Closed Thinkofname closed 4 years ago
cc https://github.com/rust-lang/rust/issues/36246 @arielb1
Should this drop test.b
or not? I can't figure that out from the RFC.
That println is distracting, so I reworded the example a bit:
{
let mut test = Test { a: A(3) }; // test.a is initialized -> test.b is initialized, test is initialized
{
let tmp_b = test.b; // test.b is uninitialized (moved out) -> test.a is uninitialized, test is uninitialized
// tmp_b is initialized
} // tmp_b is dropped, B is printed
test.b = B(0.5); // test.b is initialized -> test.a is initialized, test is initialized
// test.b is not dropped on assignment because it was uninitialized
} // test is dropped (noop)
And if you move out a subfield?
#![feature(untagged_unions)]
union U {
x: (Box<u32>, Box<u32>),
y: Vec<u32>,
raw: [u64; 4]
}
fn main() {
let mut u = U { raw: [0; 4] };
unsafe {
drop(u.x.1);
if true {
u.y = Vec::new(); // what does this drop?
} else if true {
u.x = (Box::new(0), Box::new(1));
} else {
u.x.0 = Box::new(0); // and this?
}
}
}
@arielb1
#![feature(untagged_unions)]
union U {
x: (Box<u32>, Box<u32>),
y: Vec<u32>,
raw: [u64; 4]
}
fn main() {
// init u.raw -> init (u.x, u.y) -> init u
let mut u = U { raw: [0; 4] };
unsafe {
// uninit u.x.1 -> uninit u.x -> uninit (u.y, u.raw) -> uninit u
// u.x.0 is still initialized
drop(u.x.1);
if true {
// init u.y -> init (u.x, u.raw) -> init u
// u.y was uninitialized, not dropped on assignment
u.y = Vec::new(); // what does this drop?
} else if true {
// init u.x -> init (u.y, u.raw) -> init u
// u.x was uninitialized, not dropped on assignment
u.x = (Box::new(0), Box::new(1));
} else {
// assign u.x.0
// u.x.0 was initialized, dropped on assignment
u.x.0 = Box::new(0); // and this?
}
}
}
I tried to describe the scheme in https://github.com/petrochenkov/rfcs/blob/e5266bd105f592f7408b8592c5c3deaccba7f1ec/text/1444-union.md#initialization-state and https://github.com/petrochenkov/rfcs/blob/e5266bd105f592f7408b8592c5c3deaccba7f1ec/text/1444-union.md#move-and-initialization-checking
@petrochenkov
That... sounds like something that would be fun to implement.

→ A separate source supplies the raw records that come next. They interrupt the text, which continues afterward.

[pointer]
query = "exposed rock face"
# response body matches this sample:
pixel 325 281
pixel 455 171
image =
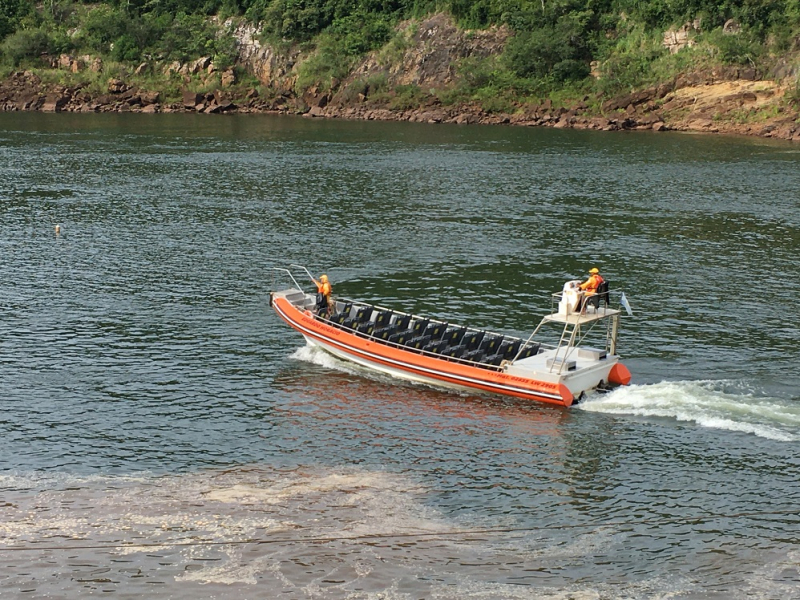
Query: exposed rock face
pixel 435 50
pixel 676 39
pixel 270 68
pixel 731 99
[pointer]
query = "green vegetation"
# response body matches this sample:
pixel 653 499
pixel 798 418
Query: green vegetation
pixel 554 47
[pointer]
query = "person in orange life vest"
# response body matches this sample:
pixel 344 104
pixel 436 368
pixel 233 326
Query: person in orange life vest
pixel 590 286
pixel 324 291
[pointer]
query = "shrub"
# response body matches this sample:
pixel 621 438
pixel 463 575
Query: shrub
pixel 555 51
pixel 740 49
pixel 327 63
pixel 11 11
pixel 28 43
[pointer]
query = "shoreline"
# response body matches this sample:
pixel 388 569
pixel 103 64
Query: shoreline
pixel 735 107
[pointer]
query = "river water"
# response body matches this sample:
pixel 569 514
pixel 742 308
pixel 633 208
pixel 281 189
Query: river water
pixel 165 435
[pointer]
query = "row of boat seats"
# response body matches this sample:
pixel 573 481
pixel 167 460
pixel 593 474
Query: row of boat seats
pixel 437 338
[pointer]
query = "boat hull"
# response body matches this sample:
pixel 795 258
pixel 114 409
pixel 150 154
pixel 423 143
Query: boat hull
pixel 415 366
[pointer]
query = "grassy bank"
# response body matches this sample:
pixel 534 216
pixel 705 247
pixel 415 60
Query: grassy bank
pixel 579 52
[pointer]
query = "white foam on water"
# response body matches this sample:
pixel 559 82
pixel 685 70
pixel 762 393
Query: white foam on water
pixel 726 405
pixel 317 356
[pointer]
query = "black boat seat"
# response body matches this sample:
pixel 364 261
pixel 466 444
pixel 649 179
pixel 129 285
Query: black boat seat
pixel 363 313
pixel 494 360
pixel 509 349
pixel 367 328
pixel 474 356
pixel 339 318
pixel 436 330
pixel 420 325
pixel 528 351
pixel 418 342
pixel 400 338
pixel 383 333
pixel 455 351
pixel 490 345
pixel 453 336
pixel 383 318
pixel 473 339
pixel 402 321
pixel 436 346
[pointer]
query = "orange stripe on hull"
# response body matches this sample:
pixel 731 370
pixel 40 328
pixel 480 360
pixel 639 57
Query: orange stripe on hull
pixel 419 365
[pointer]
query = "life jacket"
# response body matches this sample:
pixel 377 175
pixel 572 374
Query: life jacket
pixel 324 288
pixel 591 285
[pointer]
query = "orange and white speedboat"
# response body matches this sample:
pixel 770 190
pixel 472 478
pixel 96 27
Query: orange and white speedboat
pixel 438 353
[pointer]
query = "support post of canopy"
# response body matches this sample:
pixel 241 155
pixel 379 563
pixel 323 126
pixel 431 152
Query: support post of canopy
pixel 614 331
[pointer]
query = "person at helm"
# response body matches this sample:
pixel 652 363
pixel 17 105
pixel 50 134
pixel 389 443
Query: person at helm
pixel 324 291
pixel 590 286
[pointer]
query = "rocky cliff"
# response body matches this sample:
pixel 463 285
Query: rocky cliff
pixel 425 55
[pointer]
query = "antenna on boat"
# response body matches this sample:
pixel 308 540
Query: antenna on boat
pixel 310 276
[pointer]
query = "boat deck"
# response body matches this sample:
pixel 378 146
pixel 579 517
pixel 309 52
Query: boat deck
pixel 443 340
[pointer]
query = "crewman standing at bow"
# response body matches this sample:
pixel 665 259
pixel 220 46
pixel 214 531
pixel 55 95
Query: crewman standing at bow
pixel 324 291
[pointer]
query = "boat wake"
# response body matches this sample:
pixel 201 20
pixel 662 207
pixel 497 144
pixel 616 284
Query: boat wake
pixel 317 356
pixel 725 405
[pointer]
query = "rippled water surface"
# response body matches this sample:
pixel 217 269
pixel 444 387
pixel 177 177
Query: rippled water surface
pixel 165 435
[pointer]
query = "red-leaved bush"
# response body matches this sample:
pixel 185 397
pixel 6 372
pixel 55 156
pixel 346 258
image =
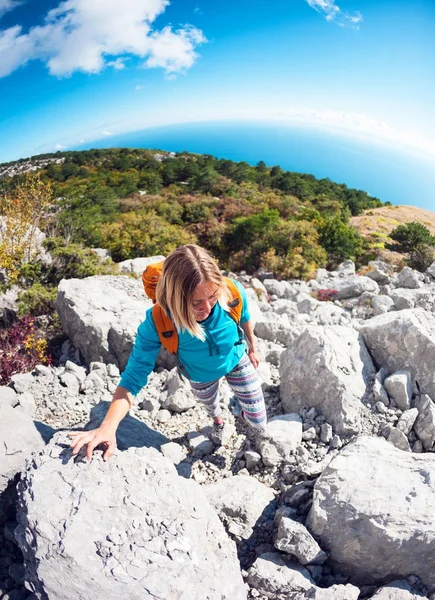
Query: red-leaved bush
pixel 326 295
pixel 21 349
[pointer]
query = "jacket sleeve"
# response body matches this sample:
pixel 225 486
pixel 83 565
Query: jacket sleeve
pixel 246 315
pixel 143 356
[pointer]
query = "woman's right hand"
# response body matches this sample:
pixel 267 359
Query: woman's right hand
pixel 95 437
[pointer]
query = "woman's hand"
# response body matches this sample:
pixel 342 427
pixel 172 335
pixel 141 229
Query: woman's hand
pixel 254 358
pixel 95 437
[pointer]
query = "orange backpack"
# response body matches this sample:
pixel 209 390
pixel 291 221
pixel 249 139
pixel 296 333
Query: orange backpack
pixel 165 328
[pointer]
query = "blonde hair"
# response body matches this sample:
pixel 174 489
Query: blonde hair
pixel 183 270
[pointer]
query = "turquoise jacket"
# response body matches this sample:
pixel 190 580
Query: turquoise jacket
pixel 203 361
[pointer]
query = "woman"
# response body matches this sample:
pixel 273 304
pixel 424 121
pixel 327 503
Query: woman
pixel 193 292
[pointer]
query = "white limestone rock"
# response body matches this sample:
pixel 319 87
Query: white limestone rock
pixel 241 501
pixel 352 287
pixel 284 435
pixel 378 524
pixel 128 527
pixel 425 423
pixel 295 539
pixel 399 388
pixel 101 315
pixel 327 368
pixel 404 340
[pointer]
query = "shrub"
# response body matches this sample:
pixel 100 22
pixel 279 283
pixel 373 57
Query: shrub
pixel 407 238
pixel 37 300
pixel 326 295
pixel 421 257
pixel 340 240
pixel 21 213
pixel 21 349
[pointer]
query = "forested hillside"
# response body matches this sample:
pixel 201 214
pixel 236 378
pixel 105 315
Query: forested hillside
pixel 144 202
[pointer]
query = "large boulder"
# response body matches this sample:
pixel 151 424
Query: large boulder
pixel 397 590
pixel 242 503
pixel 101 315
pixel 404 340
pixel 352 287
pixel 373 512
pixel 126 528
pixel 276 577
pixel 18 439
pixel 328 368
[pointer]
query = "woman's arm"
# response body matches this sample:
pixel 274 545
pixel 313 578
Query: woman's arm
pixel 106 433
pixel 252 352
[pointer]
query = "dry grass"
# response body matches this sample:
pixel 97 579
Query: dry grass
pixel 376 224
pixel 380 222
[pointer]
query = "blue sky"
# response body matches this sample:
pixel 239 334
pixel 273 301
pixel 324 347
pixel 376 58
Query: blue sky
pixel 82 70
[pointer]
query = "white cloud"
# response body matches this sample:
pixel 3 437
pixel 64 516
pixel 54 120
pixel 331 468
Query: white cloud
pixel 333 13
pixel 83 35
pixel 355 125
pixel 7 5
pixel 117 64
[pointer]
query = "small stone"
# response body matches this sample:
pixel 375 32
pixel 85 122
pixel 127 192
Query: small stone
pixel 326 433
pixel 252 459
pixel 309 434
pixel 200 444
pixel 173 451
pixel 336 442
pixel 398 439
pixel 163 416
pixel 380 407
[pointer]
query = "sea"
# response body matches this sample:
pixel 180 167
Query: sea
pixel 382 171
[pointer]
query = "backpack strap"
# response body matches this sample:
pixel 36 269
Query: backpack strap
pixel 168 334
pixel 236 304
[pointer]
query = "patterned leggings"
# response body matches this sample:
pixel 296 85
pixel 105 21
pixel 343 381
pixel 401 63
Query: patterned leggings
pixel 246 385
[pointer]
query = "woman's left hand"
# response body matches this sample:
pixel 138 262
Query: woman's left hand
pixel 254 358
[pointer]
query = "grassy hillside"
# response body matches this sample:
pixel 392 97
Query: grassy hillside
pixel 375 226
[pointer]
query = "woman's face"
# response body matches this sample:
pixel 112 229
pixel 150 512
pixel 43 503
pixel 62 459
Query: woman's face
pixel 204 298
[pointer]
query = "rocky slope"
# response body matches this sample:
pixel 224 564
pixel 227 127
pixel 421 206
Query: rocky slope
pixel 336 503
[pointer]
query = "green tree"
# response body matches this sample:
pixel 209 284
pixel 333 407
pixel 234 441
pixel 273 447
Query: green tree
pixel 340 240
pixel 409 236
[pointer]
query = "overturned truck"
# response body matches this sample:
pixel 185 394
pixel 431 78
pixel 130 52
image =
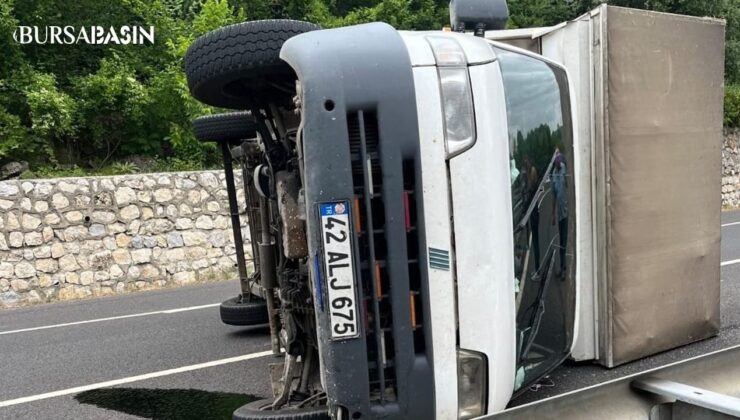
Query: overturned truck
pixel 422 222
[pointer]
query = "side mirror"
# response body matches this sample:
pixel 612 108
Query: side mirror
pixel 478 15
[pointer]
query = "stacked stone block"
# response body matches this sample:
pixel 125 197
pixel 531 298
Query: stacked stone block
pixel 72 238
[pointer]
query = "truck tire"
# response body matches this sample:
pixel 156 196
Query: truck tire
pixel 229 126
pixel 236 311
pixel 255 411
pixel 227 66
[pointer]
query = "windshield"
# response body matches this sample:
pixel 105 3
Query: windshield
pixel 543 200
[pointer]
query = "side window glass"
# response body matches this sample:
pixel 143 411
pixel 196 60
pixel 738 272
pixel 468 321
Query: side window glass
pixel 540 145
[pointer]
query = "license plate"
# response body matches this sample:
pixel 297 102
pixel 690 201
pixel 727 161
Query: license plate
pixel 339 269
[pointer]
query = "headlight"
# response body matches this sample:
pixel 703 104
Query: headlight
pixel 457 98
pixel 457 103
pixel 472 376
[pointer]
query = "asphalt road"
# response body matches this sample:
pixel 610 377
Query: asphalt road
pixel 36 362
pixel 572 376
pixel 179 364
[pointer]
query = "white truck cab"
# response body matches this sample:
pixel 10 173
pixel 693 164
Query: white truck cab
pixel 419 198
pixel 492 121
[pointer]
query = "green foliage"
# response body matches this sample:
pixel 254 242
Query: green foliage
pixel 12 135
pixel 732 105
pixel 68 109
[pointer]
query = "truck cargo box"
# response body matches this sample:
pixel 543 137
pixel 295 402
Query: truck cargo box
pixel 649 91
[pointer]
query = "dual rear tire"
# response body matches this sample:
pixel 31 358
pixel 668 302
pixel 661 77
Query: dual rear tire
pixel 232 65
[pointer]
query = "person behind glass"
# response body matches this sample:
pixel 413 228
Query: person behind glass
pixel 560 205
pixel 531 184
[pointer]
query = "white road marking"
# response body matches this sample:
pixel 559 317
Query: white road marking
pixel 111 318
pixel 731 262
pixel 130 379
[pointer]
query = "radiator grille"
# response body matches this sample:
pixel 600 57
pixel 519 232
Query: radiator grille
pixel 372 238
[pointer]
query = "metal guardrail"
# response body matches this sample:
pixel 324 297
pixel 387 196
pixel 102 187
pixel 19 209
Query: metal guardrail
pixel 702 387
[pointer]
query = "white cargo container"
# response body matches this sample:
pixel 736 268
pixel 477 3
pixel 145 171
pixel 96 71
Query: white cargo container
pixel 649 92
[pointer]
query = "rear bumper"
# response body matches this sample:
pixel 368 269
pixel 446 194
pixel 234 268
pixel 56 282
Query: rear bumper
pixel 366 74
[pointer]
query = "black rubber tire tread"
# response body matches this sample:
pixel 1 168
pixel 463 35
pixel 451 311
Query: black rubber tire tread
pixel 252 411
pixel 229 126
pixel 247 52
pixel 236 312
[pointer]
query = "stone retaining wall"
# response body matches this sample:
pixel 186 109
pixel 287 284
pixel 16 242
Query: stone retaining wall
pixel 731 169
pixel 71 238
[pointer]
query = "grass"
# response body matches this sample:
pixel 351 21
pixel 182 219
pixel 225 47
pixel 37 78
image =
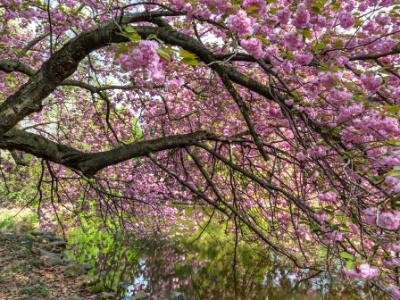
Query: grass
pixel 38 289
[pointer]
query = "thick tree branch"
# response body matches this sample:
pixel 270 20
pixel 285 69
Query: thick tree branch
pixel 90 163
pixel 61 65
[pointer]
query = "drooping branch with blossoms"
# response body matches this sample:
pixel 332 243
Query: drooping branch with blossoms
pixel 282 115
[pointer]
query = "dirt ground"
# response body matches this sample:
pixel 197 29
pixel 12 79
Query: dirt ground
pixel 25 275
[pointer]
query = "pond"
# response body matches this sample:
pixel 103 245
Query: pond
pixel 206 266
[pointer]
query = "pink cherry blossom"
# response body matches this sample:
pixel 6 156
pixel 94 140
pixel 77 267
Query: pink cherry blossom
pixel 389 220
pixel 240 23
pixel 254 47
pixel 371 82
pixel 301 17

I think people will be confused by these run-time semantics. Should we prohibit replacing into partially-initialized unions?
Quite likely a duplicate of https://github.com/rust-lang/rust/issues/48962
cc @retep007 -- can you quickly test if this is a duplicate of #48962 ?
@nikomatsakis It seems not to be related to #48962 . I could take a look at this
When I tried to minimise example I found out that if either of println!("{:?}", unsafe { test.b });
, unsafe { test.b = B(0.5); }
is removed it does not ICE. Any ideas?
What is the backtrace where the ICE occurs?
Though reading the back-and-forth between @petrochenkov and @arielb1, it sounds like there is some confusion also as to what we should do upon assignment to a union field. I guess this has to do with whether to drop the pre-existing data or not (in part because the compiler doesn't have visibility into whether or not the union is initialized). I don't know that we can blame this ICE on NLL per se.
@nikomatsakis
This is not an NLL problem - it occurs even without #[feature(nll)]
, but rather is a problem with the unstable #[feature(untagged_unions)]
. The problem is that the spec for when union fields are valid had never been implemented in dropck. Reading the old RFC 1444 move semantics @petrochenkov linked to (which are what is currently implemented in AST borrowck - I'm not sure this is specified clearly enough in MIR borrowck) again, I find it implementable enough (although I haven't looked at all edge cases).
Note that the move semantics were removed from the newest version of the union spec.
However, I'm not sure that implementing the specification as written is the best idea - these move semantics interact in a very weird and inconsistent-seeming way with assignments.
union U {
a: (Box<u32>, Box<u32>),
b: (Box<u32>, Box<u32>),
}
let mut u = U { a: (Box::new(0), Box::new(1)) };
// u.a & u.b are both initialized
u.b.0 = Box::new(2); // this would call a destructor
drop(u.a.0);
// u.a.0 is uninitialized, u.b is also now uninitialized,
println!("{:?}", u.a.1); // prints `1`
u.a.1 = Box::new(3); // this would call a destructor
// u.b is *still* uninitialized, same as before.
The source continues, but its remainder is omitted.